Thoughts on Baraka

Thoughts on Baraka

Baraka was a film unlike any other I had ever seen before. In a way in almost didn’t feel like I was watching a film at all, but rather a commercial for some travel agency. The fact that there was no real, characters, and/or storyline really gave me this impression. A few of the biggest things that set this film apart from others I have ever seen in the past was that it had no sound. Along with the fact that as the camera traveled around the world it didn’t seem to care much about showing the viewer where it was, but rather what was there to be seen.

Like I stated Baraka had no sound to it. This was something different for me because most films I watch are with sound. Although I have seen silent films in the past, all of the silent films I have ever seen have been in black and white. Along with that the films have all also had characters, and a story line. Baraka on the other hand had no real plot, characters, or a solid setting. The film was also in color, it was filled with bright vibrant colors from all over the world.

The other thing I thought that made Baraka such a different film was the fact that it never told you where it was located. I found it strange for a film to not have a consistent setting at first. Then I started looking for signs that would tell me all the different places the camera was showing. I soon found out that there wasn’t very much shown to help me know this. I feel like that is because the producer of this film wanted the viewers to not focus on where they were but what there was. I think by doing this it forces the viewer to notice more details about the location, and view it with a more open mind.

I think that the director of Baraka was trying to get the viewers the film to see the world through a more open mind. This way people could put aside all the things that had heard about a place that may change their outlook on it, and only see the true beauty it holds. This is done by not having any sound to distract the mind of the viewer. Along with not having any signs or hints to show were the camera was located. You can tell from watching this film that the director was really wanting to show off the natural beauty of all different types of religions, cultures, and places around the world.



5 thoughts on “Thoughts on Baraka

  1. I like your interpretation of it, that it wasnt about where but whatand about having an open mind. I think it really was about this and the contrasting cultures and locations that are all on the same Earth. How different we are but are all the same at the same time.


  2. At first I was really frusterated that they didn’t show where the scenes were filmed too! I think it was because the directer wanted to show how alike many cultures are and that we should respect them no matter where they come from! It was a very beautiful movie and I really enjoyed watching it!
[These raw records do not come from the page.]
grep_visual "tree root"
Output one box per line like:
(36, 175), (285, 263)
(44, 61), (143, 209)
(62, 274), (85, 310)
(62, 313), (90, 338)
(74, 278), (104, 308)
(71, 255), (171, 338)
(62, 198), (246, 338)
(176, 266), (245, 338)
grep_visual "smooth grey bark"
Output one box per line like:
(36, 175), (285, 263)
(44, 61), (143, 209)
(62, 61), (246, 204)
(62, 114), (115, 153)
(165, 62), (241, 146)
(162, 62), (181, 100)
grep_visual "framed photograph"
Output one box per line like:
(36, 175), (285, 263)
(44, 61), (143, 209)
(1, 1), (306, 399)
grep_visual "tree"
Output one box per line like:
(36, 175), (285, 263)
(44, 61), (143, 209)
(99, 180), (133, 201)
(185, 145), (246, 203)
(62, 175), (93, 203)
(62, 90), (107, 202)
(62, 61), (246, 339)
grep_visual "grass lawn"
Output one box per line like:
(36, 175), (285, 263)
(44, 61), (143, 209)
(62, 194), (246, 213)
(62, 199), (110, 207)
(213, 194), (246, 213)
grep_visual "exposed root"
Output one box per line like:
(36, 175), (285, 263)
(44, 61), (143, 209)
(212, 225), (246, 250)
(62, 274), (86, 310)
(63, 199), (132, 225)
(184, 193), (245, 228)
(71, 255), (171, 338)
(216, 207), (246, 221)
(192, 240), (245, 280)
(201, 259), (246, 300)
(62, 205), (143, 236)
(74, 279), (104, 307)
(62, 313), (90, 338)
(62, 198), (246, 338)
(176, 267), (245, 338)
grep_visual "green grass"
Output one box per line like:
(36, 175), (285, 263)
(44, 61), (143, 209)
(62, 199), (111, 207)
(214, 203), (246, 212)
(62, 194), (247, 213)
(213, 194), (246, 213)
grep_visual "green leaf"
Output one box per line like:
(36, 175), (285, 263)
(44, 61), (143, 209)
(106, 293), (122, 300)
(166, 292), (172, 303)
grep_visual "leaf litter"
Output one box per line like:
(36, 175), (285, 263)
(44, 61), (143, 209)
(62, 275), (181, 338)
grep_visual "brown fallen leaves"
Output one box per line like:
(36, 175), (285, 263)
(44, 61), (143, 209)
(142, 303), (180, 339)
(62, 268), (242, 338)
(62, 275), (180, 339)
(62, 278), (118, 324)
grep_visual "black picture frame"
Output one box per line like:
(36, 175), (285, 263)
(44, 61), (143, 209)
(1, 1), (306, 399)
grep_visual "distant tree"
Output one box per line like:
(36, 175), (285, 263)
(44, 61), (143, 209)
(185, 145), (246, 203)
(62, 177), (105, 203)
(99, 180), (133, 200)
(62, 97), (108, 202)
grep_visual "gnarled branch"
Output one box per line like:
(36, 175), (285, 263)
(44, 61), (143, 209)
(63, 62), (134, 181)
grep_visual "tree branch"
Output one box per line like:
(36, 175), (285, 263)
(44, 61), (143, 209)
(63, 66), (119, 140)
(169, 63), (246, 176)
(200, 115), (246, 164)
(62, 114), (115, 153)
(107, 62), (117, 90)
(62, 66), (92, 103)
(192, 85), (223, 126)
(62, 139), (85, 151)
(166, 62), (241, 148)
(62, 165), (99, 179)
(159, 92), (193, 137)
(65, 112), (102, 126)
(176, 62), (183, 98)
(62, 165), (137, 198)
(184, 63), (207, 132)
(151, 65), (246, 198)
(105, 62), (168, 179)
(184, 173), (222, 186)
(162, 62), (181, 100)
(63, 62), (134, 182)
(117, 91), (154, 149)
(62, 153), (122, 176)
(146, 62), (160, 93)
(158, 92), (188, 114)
  3. I agree with your opinion about why the director chose not to say where the locations were located. The director wanted to show us the beauty of the world. That was his main focus. He did not want any preconceived ideas to enter our heads. By not telling us the location, we have a clear conscious and could just take in the sights and sounds of the scene and develop our own opinions of the world. I found myself guessing at locations throughout the entire film. I am very curious how many locations I would have guessed correctly.


  4. I wasn’t a big fan of Baraka. Halfway through it got really boring. It was better than watching random colors flash about for 10 minutes but I would never sit down with people and show them this film. I like the scene showing cities and how busy they are, but the music really compliments the scene. Baraka also kept jumping too much. You’d get interested in one location and within 5 minutes you’ve jumped around the globe. It wasn’t that bad of a film but it is a 5/10 in my book.